La réflexivité bien tempérée
C’est au moyen d’une double expérience de pensée qu’il est possible de préciser
l’enjeu de la préservation collective du cercle qui passait par les trois points que nous
formions. Bourdieu, en toute autorité, gardait le privilège d’accepter ou non de traiter avec
l’un ou l’autre. Quant aux deux plus jeunes, ils auraient pu, par exemple, vaciller et affaiblir
leurs protections intuitives et particulières. L’un aurait admis un tutoiement partagé,
gagnant en familiarité mais aussi en perplexité songeant à la nature de la
relation (scientifique, amicale ou utilitaire ?). L’autre se serait engagée dans des
collaborations avec des sociologues proches (mais distincts de son directeur de thèse et de
son conjoint), consolidant sa place dans le milieu spécialisé mais multipliant les occasions de
se prêter aux mille petites manipulations de la vie professionnelle et privée fondées sur la
multiplicité des liens dans des réseaux serrés. Dans l’un et l’autre cas, le risque eût été de
« ne plus savoir où on en [127] était », de perdre de vue les repères sur lesquels petit à petit se
forgeait l’identité intellectuelle de l’un et de l’autre, d’être voué à un « destin si funeste »1,
tels les proches de Sigmund Freud qui contribuaient à la théorie psychanalytique du
transfert alors même que, liés au maître par une relation d’analyse, ils étaient portés à
concevoir ce lien précisément en terme de transfert et à mettre à l’épreuve et le lien et sa
conception.
Contribuer à approfondir et à transmettre cette invention scientifique qu’est la
systématisation raisonnée d’une pensée structurale, réflexive et empirique ne sera pas une
mince affaire. Heureusement, nous ne pouvons concevoir que cela ait lieu autrement que de
manière structurale2. De là le dérisoire de ces gesticulations récentes dans les médias et dans
les sciences sociales qui ont consisté ou bien à espérer tuer symboliquement à peu de frais
celui qui était déjà mort, ou bien, pour ceux qui de son vivant rêvaient de le voir « dépassé »,
ne serait-ce parfois que pour oublier ce qu’ils lui devaient, à se présenter comme les mieux à
même de porter aujourd’hui l’essentiel de son oeuvre. Ignorons ces bêtises et jouons de
comparaisons pour constater que notre génération hérite en quelque sorte d’un bagage
critique et théorique qui est comme en contradiction avec les formes les plus banales de la
construction de la mémoire du travail savant. Ainsi, renoncer après Foucault à l’évidence de
1 F. Roustang, Un Destin si funeste, Paris, Éditions de Minuit, 1976. C’est Yann Darré, et nous l’en
remercions, qui nous a indiqué cet ouvrage au milieu des années 1980, en nous précisant que
Claude Grignon en recommandait la lecture aux étudiants du CSE quelques années auparavant.

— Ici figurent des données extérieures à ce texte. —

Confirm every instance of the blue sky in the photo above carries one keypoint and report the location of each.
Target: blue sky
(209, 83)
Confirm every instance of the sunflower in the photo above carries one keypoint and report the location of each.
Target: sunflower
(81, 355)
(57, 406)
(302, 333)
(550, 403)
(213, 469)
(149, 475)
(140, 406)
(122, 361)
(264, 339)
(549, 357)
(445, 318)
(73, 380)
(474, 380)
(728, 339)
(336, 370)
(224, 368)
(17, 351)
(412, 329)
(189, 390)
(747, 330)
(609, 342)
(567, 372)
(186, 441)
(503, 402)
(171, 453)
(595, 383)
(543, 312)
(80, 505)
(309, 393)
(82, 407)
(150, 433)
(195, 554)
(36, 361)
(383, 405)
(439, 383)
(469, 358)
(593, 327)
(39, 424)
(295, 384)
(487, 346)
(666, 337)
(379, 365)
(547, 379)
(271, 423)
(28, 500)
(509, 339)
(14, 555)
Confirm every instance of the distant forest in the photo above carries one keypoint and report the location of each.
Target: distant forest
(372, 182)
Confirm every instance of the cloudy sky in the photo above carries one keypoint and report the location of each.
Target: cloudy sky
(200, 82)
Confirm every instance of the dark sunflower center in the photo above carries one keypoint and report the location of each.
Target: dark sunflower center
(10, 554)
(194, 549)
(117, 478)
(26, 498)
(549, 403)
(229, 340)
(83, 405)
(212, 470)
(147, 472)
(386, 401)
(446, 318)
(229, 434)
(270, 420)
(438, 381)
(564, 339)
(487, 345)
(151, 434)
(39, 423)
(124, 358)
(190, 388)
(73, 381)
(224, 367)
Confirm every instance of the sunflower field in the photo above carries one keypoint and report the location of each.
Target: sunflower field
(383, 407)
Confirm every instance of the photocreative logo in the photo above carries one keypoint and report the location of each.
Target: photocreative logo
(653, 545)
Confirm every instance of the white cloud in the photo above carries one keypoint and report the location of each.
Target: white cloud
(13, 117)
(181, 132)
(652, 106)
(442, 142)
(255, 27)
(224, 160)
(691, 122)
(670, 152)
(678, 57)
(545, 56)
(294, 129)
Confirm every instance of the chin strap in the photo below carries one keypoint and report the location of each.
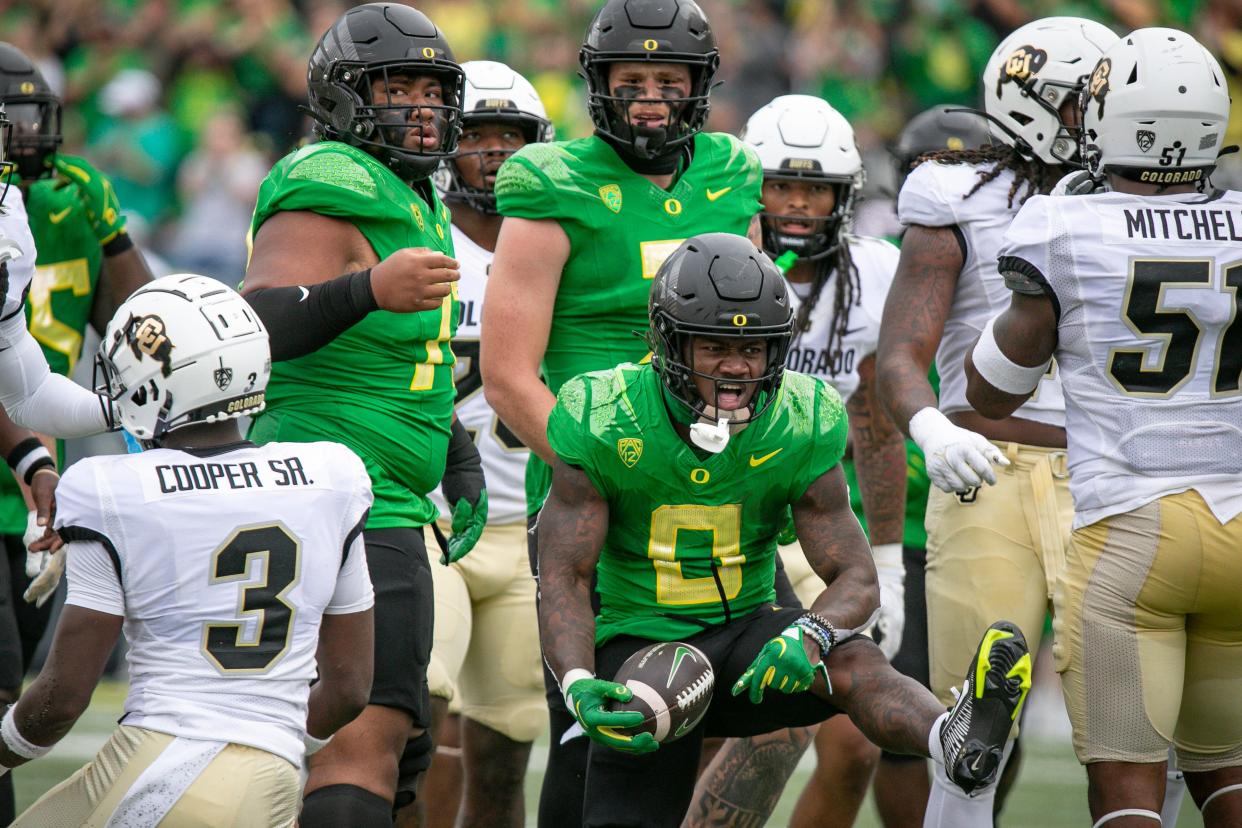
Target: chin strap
(711, 437)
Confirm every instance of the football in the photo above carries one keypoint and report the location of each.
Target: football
(672, 689)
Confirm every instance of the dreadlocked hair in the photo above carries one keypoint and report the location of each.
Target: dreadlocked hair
(1037, 176)
(848, 293)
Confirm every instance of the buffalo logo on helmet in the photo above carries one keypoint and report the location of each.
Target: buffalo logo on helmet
(149, 337)
(1097, 87)
(630, 451)
(222, 375)
(611, 196)
(1024, 63)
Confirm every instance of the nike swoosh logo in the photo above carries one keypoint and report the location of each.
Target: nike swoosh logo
(760, 461)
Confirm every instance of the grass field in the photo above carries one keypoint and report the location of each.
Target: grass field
(1051, 791)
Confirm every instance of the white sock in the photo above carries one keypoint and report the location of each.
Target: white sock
(1175, 790)
(950, 807)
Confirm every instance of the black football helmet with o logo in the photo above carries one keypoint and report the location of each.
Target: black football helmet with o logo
(380, 41)
(722, 286)
(34, 114)
(660, 31)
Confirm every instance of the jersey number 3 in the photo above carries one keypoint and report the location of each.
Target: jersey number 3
(260, 603)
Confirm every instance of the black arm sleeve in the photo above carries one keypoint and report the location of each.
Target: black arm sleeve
(303, 319)
(463, 468)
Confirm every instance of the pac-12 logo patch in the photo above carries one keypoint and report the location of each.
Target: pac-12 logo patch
(610, 194)
(1024, 63)
(630, 450)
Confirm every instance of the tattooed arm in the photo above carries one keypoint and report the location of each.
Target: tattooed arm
(837, 551)
(932, 260)
(879, 458)
(573, 525)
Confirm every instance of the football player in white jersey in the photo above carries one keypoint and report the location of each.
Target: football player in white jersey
(235, 571)
(486, 656)
(1137, 293)
(812, 175)
(30, 392)
(999, 545)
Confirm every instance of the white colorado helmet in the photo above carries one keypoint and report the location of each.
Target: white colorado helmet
(1155, 109)
(802, 137)
(1031, 75)
(493, 92)
(179, 350)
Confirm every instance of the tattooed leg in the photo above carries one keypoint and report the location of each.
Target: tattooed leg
(743, 783)
(892, 710)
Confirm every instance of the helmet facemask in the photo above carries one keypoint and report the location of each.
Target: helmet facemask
(36, 134)
(368, 121)
(482, 199)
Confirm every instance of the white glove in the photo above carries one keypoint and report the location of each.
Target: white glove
(958, 459)
(44, 586)
(35, 561)
(892, 597)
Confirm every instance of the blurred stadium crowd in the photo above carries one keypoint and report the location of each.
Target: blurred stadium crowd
(185, 103)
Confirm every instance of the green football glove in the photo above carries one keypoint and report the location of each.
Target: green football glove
(783, 664)
(467, 528)
(95, 190)
(586, 699)
(465, 490)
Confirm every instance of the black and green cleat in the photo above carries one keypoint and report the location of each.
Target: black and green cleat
(973, 736)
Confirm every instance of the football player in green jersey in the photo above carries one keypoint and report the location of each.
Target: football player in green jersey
(586, 225)
(352, 271)
(672, 481)
(86, 266)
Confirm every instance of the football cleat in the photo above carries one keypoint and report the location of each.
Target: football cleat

2 Bourdieu lui-même y a songé. Nous en avons parlé lui et moi (É. B.) en deux occasions, au milieu
des années 1990 et au printemps 2001. Songeant alors à sa propre disparition, certes de manière
abstraite, il envisageait avec un humour dévastateur l’espace des prises de positions de l’après-
Bourdieu. Je ne sais pas s’il a écrit un texte à ce sujet comme je le lui demandais la première fois.
Quand, pendant l’hiver 2001-2002, la gravité de sa maladie lui est apparue clairement, nous
parlions d’autre chose : des urgences à régler.